Having been a source of illiquid heartache during the downturn, private equity entered its post-heroic phase and many investment committees are contemplating how to re-integrate PE into their portfolios so they can think holistically again; as a result, crises of confidence abound with respect to taking on new commitments.  And perhaps the most serious problem right now is that people around the asset allocation table all speak different languages. 

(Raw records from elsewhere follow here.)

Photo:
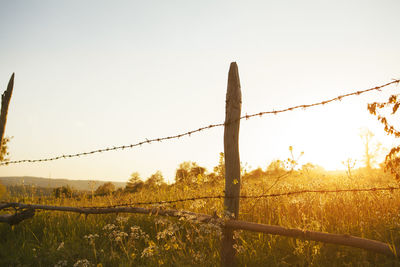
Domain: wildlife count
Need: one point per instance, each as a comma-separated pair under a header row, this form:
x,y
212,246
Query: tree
x,y
3,190
371,150
155,180
64,191
276,167
105,189
4,149
392,159
220,169
134,184
189,172
255,174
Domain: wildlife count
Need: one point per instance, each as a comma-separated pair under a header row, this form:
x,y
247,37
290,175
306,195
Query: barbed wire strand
x,y
189,133
290,193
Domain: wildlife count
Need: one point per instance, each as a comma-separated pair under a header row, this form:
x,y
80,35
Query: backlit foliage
x,y
392,160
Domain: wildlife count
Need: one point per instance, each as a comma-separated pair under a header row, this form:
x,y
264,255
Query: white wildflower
x,y
61,263
82,263
60,246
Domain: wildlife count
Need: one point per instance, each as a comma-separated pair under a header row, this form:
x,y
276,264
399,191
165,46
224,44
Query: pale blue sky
x,y
93,74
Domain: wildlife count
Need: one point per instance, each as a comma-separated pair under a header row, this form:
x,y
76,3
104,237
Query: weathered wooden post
x,y
232,161
5,101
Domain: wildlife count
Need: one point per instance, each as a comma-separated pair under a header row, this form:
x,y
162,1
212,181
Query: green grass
x,y
52,238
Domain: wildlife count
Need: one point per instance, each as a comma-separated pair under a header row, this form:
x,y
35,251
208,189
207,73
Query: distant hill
x,y
53,183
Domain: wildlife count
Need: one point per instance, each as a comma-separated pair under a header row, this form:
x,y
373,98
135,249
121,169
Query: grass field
x,y
67,239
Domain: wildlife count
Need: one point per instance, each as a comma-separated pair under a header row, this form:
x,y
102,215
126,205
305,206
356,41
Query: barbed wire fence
x,y
24,211
189,133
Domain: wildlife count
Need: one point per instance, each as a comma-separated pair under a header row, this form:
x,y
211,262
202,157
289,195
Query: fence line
x,y
4,205
228,224
28,211
189,133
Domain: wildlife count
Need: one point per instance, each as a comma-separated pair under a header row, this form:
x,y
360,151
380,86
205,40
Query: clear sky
x,y
94,74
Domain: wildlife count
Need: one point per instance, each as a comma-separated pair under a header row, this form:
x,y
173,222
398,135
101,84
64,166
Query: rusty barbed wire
x,y
189,133
290,193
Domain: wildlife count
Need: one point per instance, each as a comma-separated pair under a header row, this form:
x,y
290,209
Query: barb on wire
x,y
189,133
374,189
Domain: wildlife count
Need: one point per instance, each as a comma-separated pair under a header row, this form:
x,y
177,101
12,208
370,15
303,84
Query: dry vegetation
x,y
65,239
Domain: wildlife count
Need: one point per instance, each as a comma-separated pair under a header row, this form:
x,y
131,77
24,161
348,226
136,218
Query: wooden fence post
x,y
5,101
232,161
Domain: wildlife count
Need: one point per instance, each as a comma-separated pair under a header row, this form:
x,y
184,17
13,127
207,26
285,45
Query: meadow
x,y
68,239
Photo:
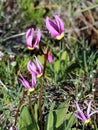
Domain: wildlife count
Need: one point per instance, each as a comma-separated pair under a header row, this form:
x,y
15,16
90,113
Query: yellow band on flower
x,y
38,76
87,121
31,90
60,37
30,48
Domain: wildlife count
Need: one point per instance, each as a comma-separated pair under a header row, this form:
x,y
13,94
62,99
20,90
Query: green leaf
x,y
50,121
65,56
56,66
36,115
26,122
60,114
70,119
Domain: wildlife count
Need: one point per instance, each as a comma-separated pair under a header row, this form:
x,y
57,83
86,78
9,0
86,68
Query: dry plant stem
x,y
32,111
21,102
40,94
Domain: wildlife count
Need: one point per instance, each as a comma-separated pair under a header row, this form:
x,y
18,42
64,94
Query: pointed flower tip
x,y
30,48
31,40
40,75
60,37
55,27
31,90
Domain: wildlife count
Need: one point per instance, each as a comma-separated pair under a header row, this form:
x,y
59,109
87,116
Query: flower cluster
x,y
56,28
80,115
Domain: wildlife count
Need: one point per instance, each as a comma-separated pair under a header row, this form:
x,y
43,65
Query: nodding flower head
x,y
35,68
80,115
27,85
55,27
32,41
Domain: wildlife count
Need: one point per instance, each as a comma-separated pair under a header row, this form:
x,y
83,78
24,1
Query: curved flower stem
x,y
32,111
40,94
21,102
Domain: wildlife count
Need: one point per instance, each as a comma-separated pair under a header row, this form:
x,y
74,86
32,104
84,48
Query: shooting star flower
x,y
56,28
32,41
27,85
35,68
80,115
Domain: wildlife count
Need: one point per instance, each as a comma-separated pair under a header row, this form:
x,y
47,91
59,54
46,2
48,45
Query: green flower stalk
x,y
80,115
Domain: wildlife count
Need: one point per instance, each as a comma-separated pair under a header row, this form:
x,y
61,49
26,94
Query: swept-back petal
x,y
77,116
93,113
81,112
37,38
31,67
88,109
50,57
39,65
52,27
29,37
25,82
11,128
59,23
33,80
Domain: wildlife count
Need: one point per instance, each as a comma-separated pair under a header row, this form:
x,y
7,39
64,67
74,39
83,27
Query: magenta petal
x,y
31,67
39,65
50,57
29,37
93,113
77,116
33,80
11,128
36,40
52,27
88,109
25,82
81,112
60,24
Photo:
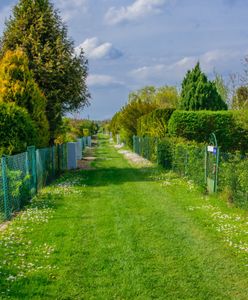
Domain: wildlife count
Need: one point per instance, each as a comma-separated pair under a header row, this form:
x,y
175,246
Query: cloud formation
x,y
100,80
176,71
94,49
71,8
137,10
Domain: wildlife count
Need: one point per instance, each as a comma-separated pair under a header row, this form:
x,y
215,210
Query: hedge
x,y
231,134
155,124
17,130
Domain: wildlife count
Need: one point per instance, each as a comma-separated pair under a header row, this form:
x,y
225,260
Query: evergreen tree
x,y
17,85
37,28
198,93
240,99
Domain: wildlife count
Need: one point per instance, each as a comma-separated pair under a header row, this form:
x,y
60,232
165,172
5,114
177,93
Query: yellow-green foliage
x,y
228,127
155,123
17,130
17,85
71,129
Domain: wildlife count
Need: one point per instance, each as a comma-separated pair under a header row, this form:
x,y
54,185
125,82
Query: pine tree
x,y
17,85
198,93
37,28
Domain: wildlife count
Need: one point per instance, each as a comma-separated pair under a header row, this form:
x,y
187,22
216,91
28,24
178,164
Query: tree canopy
x,y
37,29
17,85
199,93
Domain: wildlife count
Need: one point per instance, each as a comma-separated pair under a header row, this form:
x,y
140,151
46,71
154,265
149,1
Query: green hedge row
x,y
230,132
155,124
187,158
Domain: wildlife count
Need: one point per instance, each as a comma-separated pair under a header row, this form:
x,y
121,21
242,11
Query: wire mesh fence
x,y
189,160
23,175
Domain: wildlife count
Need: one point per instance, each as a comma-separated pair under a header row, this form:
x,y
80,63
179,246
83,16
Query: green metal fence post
x,y
53,162
7,211
217,169
59,159
206,166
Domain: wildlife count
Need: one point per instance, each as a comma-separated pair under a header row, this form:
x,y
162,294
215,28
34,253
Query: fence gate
x,y
212,164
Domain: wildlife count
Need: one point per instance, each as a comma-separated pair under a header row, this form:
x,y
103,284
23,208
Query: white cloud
x,y
102,80
139,9
94,49
71,8
175,72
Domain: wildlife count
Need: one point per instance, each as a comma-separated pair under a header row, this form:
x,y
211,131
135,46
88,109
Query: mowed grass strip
x,y
122,232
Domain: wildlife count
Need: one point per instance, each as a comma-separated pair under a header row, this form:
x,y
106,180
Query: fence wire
x,y
23,175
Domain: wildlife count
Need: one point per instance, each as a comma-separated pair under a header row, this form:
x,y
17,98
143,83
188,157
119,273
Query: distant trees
x,y
37,29
164,96
240,98
198,93
126,120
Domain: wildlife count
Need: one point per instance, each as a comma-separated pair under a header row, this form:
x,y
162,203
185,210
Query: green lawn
x,y
124,232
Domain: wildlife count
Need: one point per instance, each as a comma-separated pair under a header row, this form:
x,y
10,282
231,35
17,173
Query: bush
x,y
198,126
17,130
155,123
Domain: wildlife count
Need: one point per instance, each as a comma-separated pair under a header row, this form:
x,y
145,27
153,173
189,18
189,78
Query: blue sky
x,y
132,43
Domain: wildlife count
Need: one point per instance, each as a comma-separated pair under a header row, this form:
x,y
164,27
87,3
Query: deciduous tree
x,y
37,28
198,93
17,85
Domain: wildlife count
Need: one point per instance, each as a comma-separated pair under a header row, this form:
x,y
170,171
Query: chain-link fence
x,y
190,160
22,175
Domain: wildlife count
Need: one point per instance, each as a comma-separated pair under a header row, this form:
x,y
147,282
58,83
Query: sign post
x,y
212,164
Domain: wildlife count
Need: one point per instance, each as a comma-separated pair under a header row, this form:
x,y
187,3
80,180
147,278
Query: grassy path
x,y
122,232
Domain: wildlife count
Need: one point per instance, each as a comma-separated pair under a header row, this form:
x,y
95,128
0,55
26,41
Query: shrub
x,y
198,126
17,130
155,123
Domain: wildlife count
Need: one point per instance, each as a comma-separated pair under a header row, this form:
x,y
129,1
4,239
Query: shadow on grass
x,y
114,176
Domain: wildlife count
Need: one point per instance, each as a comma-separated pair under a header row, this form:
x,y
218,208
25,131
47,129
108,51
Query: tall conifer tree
x,y
199,93
37,29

In fact, a Monday meeting at an endowment or plan sponsor can be like a European Parliament meeting: there's the cat that covers VC, he's speaking a sun-drenched, passionate language analogous to Italian ("sprazzo di sole" has the same hopeful cadence as "cashflow breakeven.")  The real estate manager speaks the frenetic Merseyside Scouse of a BBC sportscaster who's seen too much hooliganism.  Meanwhile, the public market folks speak a frugal Dutch, as they haggle over single basis points in manager fees.  The hedge fund team speaks a precise, formal language that is the finance equivalent of German (too much time thinking about Sortino Ratio can give you weltschmerz, no?)

In such an environment, crowing about top quartile performance, or telling stories about “impact companies” can fall on deaf ears, particularly with the liquid asset constituents of the portfolio still resent that their portfolios were used as ATMs for increasingly frequent PE capital calls between 2004 and 2008.

So how can a GP raising a fund speak in terms that resonate across the portfolio?  First, I think we all in PE need to be more thoughtful in articulating our return expectations while taking an honest accounting of risks.  Focus not just on rear-view performance – which should properly be considered a lagging indicator, not a leading one – but also on implicit assumptions: why are your returns achievable?  In what environments will the fund outperform?  Underperform?    

Said another way, asset allocators live in worlds of probability distributions, observed risks, and well-established performance calculation; they measure and predict performance.  By failing to give thought to their metrics, we are perceived as soft and non-rigorous.  They speak the language of efficiency while we tout inefficiency; they’re from Mars and we’re from Venus.

Remember, PE is a return enhancing asset, one that must be considered in the context of the opportunity cost of equity capital; for asset allocators that cost includes the drag from the cash they have to keep at the ready for PE capital calls. 

To that end, it can be helpful to give people a sense for expectations of capital calls and distributions, with a particular eye toward what one’s doing to accelerate cashflows.  Today, liquidity is prized and it seems most folks are trying to shorten the duration of their portfolios.  Asset allocators worry about facing negative PE cashflows ad infinitum; any visibility into when cash might come back is critical.  After all, there’s nothing like returns to silence critics.  A little “moolah in the coolah” goes a long way toward answering the question on everyone’s lips when it comes to PE: “why bother?”